Analysis of the G20 IFRS profiles
To assess progress toward the goal of global accounting standards, the IFRS Foundation is developing profiles of application of IFRS Standards in individual jurisdictions. View the jurisdiction profiles.
The following observations relate to the information in the profiles of the members of the Group of Twenty (informally, the G20), which is the premier forum for international cooperation on the most important issues of the global economic and financial agenda. The G20 brings together finance ministers and central bank governors from the following 19 countries plus the European Union: Argentina, Australia, Brazil, Canada, China, France, Germany, India, Indonesia, Italy, Japan, the Republic of Korea, Mexico, Russia, Saudi Arabia, South Africa, Turkey, the United Kingdom, and the United States of America.
- Commitment to a single set of global accounting standards. All of the G20 jurisdictions have made a public commitment supporting a single set of high quality global accounting standards.
- Commitment to IFRS Standards. The relevant authority in all of the G20 jurisdictions has made a public commitment to IFRS Standards as the single set of global accounting standards.
- Adoption of IFRS Standards. 15 of the G20 jurisdictions have adopted IFRS Standard for all or most companies in their public capital markets. Of the remaining 5 G20 jurisdictions:
- one (Japan) permits IFRS Standards on a voluntary basis for domestic companies (as of June 2016 companies accounting for 29% of the Tokyo Stock Exchange market capitalisation have adopted or plan to adopt IFRS Standards);
- three (China, India and Indonesia) have adopted national standards that are substantially in line with IFRS Standards but have not announced a plan or timetable for full adoption.
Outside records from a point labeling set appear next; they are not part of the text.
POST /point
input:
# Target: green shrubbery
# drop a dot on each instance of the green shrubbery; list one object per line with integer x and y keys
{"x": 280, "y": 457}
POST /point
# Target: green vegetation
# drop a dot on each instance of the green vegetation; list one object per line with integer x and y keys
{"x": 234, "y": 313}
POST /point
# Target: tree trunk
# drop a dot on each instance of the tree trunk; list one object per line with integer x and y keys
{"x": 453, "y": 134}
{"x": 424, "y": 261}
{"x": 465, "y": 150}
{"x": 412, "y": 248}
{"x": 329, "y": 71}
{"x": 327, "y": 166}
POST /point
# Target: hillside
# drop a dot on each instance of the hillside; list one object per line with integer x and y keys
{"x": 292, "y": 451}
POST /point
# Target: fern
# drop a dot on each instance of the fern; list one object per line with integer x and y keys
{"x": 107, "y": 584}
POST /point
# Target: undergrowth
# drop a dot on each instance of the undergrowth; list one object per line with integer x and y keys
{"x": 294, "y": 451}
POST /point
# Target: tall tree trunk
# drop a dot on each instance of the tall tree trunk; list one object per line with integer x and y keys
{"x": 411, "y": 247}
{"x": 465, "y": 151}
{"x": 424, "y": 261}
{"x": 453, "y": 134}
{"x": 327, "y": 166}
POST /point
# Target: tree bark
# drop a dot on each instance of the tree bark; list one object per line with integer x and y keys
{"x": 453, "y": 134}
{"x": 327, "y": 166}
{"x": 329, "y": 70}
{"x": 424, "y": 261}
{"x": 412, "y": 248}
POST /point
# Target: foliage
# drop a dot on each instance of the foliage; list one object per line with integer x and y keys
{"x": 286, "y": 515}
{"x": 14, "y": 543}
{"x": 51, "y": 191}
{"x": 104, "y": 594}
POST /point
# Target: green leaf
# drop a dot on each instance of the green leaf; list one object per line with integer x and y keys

- One (the United States) permits foreign securities issuers to use IFRS Standards as issued by the IASB, and approximately 500 companies do so.
- Scope of use of IFRS Standards. Of the 15 G20 jurisdictions that have adopted IFRS Standards for all or most publicly traded companies, 12 require IFRS Standards for all; 2 (Mexico and Argentina) require IFRS Standards for all other than financial institutions; and 1 (Canada) allows US GAAP for some and has deferred IFRS Standards for some others. All of the 14 G20 jurisdictions that have adopted IFRS Standards for all or most publicly traded companies also permit IFRS Standards for all or most non-publicly traded companies.
- Few modifications. The G20 jurisdictions made very few modifications to IFRS Standards, and the few that were made are generally regarded as temporary steps in the jurisdiction’s plans to adopt IFRS Standards. There are 5 EU jurisdictions in the G20. While the EU did make an optional ‘carve-out’ from IAS 39 that the EU itself describes as ‘temporary’, the ‘carve-out’ has been applied by fewer than two dozen banks out of the 8,000 IFRS companies whose securities trade on a regulated market in Europe. Saudi Arabia added several disclosures and eliminated several accounting policy options but did not otherwise change IFRS Standards.
- Auditor’s report. The audit reports in 10 of the 15 G20 jurisdictions that have adopted IFRS Standards for all or most publicly traded companies refer to conformity with IFRS Standards. The audit reports in the other 4 G20 jurisdictions using IFRS Standards refer to conformity with IFRS as adopted by the European Union. The audit report in Saudia Arabia refers to conformity with IFRS as endorsed in Saudi Arabia.
- IFRS for SMEs Standard. 5 G20 jurisdictions have adopted the IFRS for SMEs Standard.
This page was last updated 12 December 2016.